Single by London Boys

from the album The Twelve Commandments of Dance
- B-side: "London Days" (the instrumental)
- Released: 19 June 1989
- Genre: Disco
- Length: 4:00
- Label: WEA, TELDEC
- Songwriter: Ralf René Maué
- Producer: Ralf René Maué

London Boys singles chronology
| "Requiem '89" (1989) | "London Nights" (1989) | "Harlem Desire '89" (1989) |

= London Nights =

1989 single by London Boys

"London Nights" is a song by British Europop duo London Boys, released in 1989 from their debut album, The Twelve Commandments of Dance. The single was written and produced by Ralf René Maué, and its cover artwork features photography from Andy Knight. It reached number one in Finland and became a top-five hit in Ireland and the United Kingdom. Several formats of the single include an instrumental version of "London Nights", titled "London Days".

==Lyrics and music==
According to James Masterton, "London Nights" is similar to "Requiem", the duo's previous single, as it uses "the same formula of Gregorian chants, rap verses and uplifting choruses". Lyrically, it deals with parties and romance in London.

==Critical reception==
A review in Pan-European magazine Music & Media said it found "shades of Boney M on this disco single. Basic but effective. After the big success in the UK, ready for the Continent". To Masterton, "Maue's wall of sound production gave the track a swagger which turned it into a true disco epic". Tim Nicholson of Record Mirror considered that the song marked London Boys' end of the game, as their performance "start[ed] to lose its impact". Retrospectively, in a 2015 review of the parent album, the Pop Rescue website considered that "the tempo, throbbing basseline, and the mixture of choral synth samples and dance beat really makes this song really catchy", adding that many features are reminiscent of Pet Shop Boys.

==Chart performance==
"London Nights" entered the UK Singles Chart at number 19 on July 1st, 1989, then climb to number three where it stayed for another week, reached a peak of number two the next week, being blocked from the number one slot by Sonia's "You'll Never Stop Me Loving You", and remained on the chart for nine weeks.
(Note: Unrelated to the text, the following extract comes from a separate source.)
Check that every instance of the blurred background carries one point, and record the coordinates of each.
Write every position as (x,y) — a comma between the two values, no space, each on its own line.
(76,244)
It received a silver disc. It also entered the top five in Ireland where it hit number four and totaled eight weeks on the chart. In the other European countries, it reached number one in Finland, number nine in Switzerland, and number 24 in Germany. On the Eurochart Hot 100, it started at number 63 on July 8th, 1989, jumped to number 11 the next week and peaked at number six in its fourth week, and fell of the chart after 13 weeks. Mainly aired on UK radios, it reached number 24 on the European Airplay Chart and appeared on the chart for six weeks.

==Track listings==
- 7-inch single
A. "London Nights" – 4:00
B. "London Days" (the instrumental) – 3:56

- UK 12-inch single
A. "London Nights" – 8:22
B. "London Days" (the instrumental) – 3:56

- UK 12-inch remix single
A1. "London Nights" (London remix) – 7:33
B1. "London Nights" – 3:28
B2. "London Days" (the instrumental) – 3:56

- European mini maxi-CD single
1. "London Nights" (single version) – 4:00
2. "Requiem" (Continental remix) – 7:40
3. "London Nights" (12-inch version) – 8:10

==Charts==

===Weekly charts===

Weekly chart performance for "London Nights"
| Chart (1989) | Peak position |
|---|---|
| Australia (ARIA) | 165 |
| Europe (Eurochart Hot 100) | 6 |
| Europe (European Airplay Top 50) | 24 |
| Finland (Suomen virallinen lista) | 1 |
| Ireland (IRMA) | 4 |
| Luxembourg (Radio Luxembourg) | 3 |
| Switzerland (Schweizer Hitparade) | 9 |
| UK Singles (Official Charts) | 2 |
| UK Dance (Music Week) | 4 |
| West Germany (GfK) | 24 |

===Year-end charts===

Year-end chart performance for "London Nights"
| Chart (1989) | Position |
|---|---|
| UK Singles (OCC) | 39 |

==Certifications==

Certifications for "London Nights"
| Region | Certification | Certified units/sales |
| United Kingdom (BPI) | Silver | 200,000^{^} |
^{^} Shipments figures based on certification alone.